The “wind of change” in Luxembourg – 2. Challenges for Tax advisers

In Uncategorized by Michael Probst

The second blog on the “wind of change” relates to the challenge in the profession for tax advisers in Luxembourg.

One of the big challenges of a Luxembourg tax adviser is the knowledge of national and international tax laws. The underlying demand is growing permanently. Also, the Luxembourg tax advice environment has changed over the last years.

In the light of increasing formalisms and a significantly reduced number of formal advance confirmations of the Luxembourg tax authorities, today the tax adviser does not only need to provide for tailor-made advice, he will also need to take the responsibility for the advice given. Knowing that responsibility for tax advice could easily be avoided in the past by asking written confirmations of the tax authorities (if needed or not), this is a new challenge.

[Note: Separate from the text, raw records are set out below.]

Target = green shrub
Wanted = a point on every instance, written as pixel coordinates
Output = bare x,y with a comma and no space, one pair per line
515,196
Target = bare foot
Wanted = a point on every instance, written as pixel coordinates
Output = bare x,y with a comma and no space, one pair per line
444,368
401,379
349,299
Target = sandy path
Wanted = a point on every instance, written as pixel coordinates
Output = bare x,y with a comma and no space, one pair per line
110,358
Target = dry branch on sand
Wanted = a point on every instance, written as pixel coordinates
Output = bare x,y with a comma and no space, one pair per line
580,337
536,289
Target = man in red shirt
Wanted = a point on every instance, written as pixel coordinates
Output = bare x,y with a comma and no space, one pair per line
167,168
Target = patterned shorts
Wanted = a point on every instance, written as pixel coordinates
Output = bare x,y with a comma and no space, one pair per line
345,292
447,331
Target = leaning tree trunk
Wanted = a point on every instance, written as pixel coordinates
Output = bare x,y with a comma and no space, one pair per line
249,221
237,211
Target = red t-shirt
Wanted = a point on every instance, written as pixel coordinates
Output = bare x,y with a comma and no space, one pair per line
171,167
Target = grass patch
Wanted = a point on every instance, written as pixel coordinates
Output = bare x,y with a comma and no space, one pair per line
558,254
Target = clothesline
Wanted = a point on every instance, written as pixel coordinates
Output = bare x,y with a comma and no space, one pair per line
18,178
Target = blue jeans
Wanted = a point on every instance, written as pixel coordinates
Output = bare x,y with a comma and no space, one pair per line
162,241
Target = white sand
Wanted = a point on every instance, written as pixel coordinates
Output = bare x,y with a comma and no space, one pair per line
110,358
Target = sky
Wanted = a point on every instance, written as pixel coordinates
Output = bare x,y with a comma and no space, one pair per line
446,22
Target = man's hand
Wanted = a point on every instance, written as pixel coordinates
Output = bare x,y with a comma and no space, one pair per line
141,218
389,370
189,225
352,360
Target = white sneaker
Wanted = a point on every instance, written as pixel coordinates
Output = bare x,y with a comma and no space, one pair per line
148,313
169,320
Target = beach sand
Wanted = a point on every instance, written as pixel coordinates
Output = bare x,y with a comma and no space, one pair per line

The market share of so-called tax specialists, who have limited their advice to the tax exempted Luxembourg vehicles, and have offered these vehicles without analyzing the effect in the home-countries of the investors will be significantly declining.

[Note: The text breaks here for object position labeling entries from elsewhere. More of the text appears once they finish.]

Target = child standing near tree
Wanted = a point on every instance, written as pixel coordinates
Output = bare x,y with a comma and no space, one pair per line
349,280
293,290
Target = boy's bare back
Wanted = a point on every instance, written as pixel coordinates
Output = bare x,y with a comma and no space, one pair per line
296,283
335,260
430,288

Despite this change in the life of Luxembourg tax advisers, the international tax competence is a major plus for Luxembourg. Indeed, looking at tax advisers in most countries around the world, I would expect that at least 90% of tax advisers have a good (or even extremely good) knowledge of their national tax laws, with their competence limited by their countries’ border.

However, we are living in a more and more globalized world, and this requires the tax adviser to look beyond his borders (so-called in-bound and out-bound investments). With a rich experience in international tax issues, a colleague from Luxembourg may be able to help tax advisers in the home-country of the investor to find the most appropriate solution for the cross-border solution.

I am sure that Luxembourg still has its advantages in the international tax environment, but it has become more and more important to look cross-border, as there may be issues arising – either at incorporation, during lifetime or when exiting a Luxembourg structure. Apart from the industrial and trading activities, Luxembourg will remain the location of choice for the investment fund industry, whether for the highly regulated quoted and big public investment funds or for the less regulated fund vehicles for smaller groups of qualified investors.

This increasing demand for international tax expertise lets me believe in the future of Luxembourg as the place to be for qualified tax advisers.